A Federal judge has given Art Deco art dealer Arthur Kassel a 15-year sentence for committing wire fraud in his dealings with collectors in an illegal scheme to sell unauthorized art and turn a profit.
Prosecutors said Kassel, the son of Oscar Kassel, who sold the Liberty Bell to the Smithsonian, bilked collectors with bogus paintings and coins in sales that began in the early 2000s.
One of his victims was real estate developer Ira Pessin, whose company paid $1.4 million to buy 118 Monet paintings from Kassel, then assigned them to a company controlled by Kassel. But the paintings soon became worthless, prosecutors said.
In the end, Kassel pleaded guilty to the charges against him and agreed to forfeit up to $86 million.
They said Kassel kept the buyers in the dark about the extent of his deals and evaded tax authorities in Hong Kong by keeping most of the proceeds of his criminal activity in a bank account there.
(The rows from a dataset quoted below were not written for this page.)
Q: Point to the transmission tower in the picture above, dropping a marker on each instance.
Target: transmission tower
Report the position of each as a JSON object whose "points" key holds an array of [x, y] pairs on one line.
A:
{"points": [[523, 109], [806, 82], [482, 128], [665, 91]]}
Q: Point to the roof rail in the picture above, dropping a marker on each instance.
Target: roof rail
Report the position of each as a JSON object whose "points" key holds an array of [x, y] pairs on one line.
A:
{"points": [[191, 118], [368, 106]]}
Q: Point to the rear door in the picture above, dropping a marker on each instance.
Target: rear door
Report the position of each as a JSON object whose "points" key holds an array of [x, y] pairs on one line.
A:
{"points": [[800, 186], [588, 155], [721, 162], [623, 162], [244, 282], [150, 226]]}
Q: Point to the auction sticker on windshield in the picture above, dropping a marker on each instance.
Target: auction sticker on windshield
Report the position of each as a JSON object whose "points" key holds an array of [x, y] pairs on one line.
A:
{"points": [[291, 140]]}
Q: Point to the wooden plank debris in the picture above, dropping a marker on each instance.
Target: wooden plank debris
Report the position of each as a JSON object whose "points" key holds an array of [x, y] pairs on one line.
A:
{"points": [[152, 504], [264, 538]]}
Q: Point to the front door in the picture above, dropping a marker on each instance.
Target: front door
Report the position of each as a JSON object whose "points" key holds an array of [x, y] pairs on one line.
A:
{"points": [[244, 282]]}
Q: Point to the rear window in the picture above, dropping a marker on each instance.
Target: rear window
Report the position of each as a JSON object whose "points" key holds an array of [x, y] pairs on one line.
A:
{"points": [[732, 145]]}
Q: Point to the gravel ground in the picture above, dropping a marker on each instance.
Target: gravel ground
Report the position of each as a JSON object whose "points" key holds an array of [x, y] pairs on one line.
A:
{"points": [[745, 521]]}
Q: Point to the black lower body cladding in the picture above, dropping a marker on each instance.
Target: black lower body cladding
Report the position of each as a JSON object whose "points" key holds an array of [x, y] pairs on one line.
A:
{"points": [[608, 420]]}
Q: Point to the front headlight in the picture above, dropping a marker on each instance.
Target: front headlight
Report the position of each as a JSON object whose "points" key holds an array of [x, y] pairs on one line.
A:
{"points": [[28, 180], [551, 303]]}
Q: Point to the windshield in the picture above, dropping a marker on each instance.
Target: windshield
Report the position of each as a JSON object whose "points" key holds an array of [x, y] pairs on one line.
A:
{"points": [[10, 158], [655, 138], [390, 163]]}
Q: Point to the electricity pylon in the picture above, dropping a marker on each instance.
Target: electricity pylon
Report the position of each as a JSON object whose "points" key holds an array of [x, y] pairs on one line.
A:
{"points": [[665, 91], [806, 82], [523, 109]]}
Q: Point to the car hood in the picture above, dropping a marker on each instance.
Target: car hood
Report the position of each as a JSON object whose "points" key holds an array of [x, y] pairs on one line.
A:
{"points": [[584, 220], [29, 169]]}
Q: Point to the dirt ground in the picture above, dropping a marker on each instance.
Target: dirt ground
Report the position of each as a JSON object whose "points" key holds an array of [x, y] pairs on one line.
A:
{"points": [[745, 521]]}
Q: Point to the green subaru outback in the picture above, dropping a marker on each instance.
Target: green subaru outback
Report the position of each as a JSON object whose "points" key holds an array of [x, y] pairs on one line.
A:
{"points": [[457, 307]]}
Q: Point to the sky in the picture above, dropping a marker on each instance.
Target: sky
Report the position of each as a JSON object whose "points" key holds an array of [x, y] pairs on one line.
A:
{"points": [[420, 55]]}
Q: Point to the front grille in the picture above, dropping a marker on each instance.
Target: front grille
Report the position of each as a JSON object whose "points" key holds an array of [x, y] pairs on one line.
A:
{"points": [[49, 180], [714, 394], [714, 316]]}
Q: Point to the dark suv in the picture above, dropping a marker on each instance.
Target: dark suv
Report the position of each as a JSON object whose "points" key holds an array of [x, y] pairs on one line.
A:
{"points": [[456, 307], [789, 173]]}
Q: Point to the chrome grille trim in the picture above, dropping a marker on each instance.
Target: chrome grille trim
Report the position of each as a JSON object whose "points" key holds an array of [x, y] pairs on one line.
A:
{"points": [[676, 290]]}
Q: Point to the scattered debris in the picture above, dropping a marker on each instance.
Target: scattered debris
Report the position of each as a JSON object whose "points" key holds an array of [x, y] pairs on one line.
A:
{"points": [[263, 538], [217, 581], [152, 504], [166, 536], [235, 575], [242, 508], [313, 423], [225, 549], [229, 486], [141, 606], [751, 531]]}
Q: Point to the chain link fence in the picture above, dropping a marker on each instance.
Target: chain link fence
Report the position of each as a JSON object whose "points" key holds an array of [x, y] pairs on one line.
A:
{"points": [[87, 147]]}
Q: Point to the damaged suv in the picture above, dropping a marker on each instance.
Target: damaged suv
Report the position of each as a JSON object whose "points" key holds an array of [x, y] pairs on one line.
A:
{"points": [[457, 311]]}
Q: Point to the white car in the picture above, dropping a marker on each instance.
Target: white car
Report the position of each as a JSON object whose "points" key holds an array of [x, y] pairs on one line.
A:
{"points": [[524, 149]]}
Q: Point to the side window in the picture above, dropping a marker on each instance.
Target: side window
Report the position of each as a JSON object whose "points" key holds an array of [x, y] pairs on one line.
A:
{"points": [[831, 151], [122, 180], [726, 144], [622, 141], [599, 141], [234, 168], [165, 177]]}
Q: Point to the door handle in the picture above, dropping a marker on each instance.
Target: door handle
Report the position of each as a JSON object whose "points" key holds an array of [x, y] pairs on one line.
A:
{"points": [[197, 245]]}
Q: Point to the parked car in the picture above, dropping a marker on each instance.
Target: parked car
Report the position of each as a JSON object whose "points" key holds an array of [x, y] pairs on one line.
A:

Prosecutors said Kassel was only guilty of wire fraud because he used wire traffic to make his sales, not bribery or falsifying documents. Kassel is appealing his conviction.
The art dealer had already agreed to forfeit much of his collection to the United States, the Los Angeles Times reported.
And, as part of his plea deal, Kassel avoided jail time in a related charge of using forged documents to avoid paying taxes. He admitted he participated in a scheme to falsely pass off forged documents as authentic. He agreed to pay about $5 million in criminal penalties and forfeit about $24 million in restitution.
“His conduct was grossly insincere and unreasonable; both actions caused individuals to lose millions of dollars,” Joon Kim, the U.S. attorney for the Central District of California, said in a statement last week.
Federal investigators searched Kassel’s offices in February 2016 after the FBI’s San Francisco office received reports of fraudulent investment transactions involving collectors in the San Francisco Bay Area.
Kassel’s house was raided by agents of the IRS and California’s tax department in May 2016, according to court records.
Prosecutors said Kassel was involved in a scheme from 2012 to 2015 to defraud collectors around the world, claiming among other things that he would auction fake Monet paintings valued at $158 million.
A collector who bought 120 fake paintings from Kassel’s forgeries was described as very wealthy.
Most of the people who invested in Kassel’s fraud scheme did not learn of their losses until after they had paid him, prosecutors said.
Much of the money went to Kassel’s family and friends, including his brother, the founders of Kassel Fine Art and Special Assets, who raked in tens of millions of dollars.
Much of Kassel’s fraud began as a reaction to his brother’s death in the early 2000s. He began investigating the original owner of a collection, but found no evidence of fraud and continued to pitch his idea.
Robert Danford, a special agent with the IRS and a member of the art and antiques theft task force, called it a “ridiculous scheme.”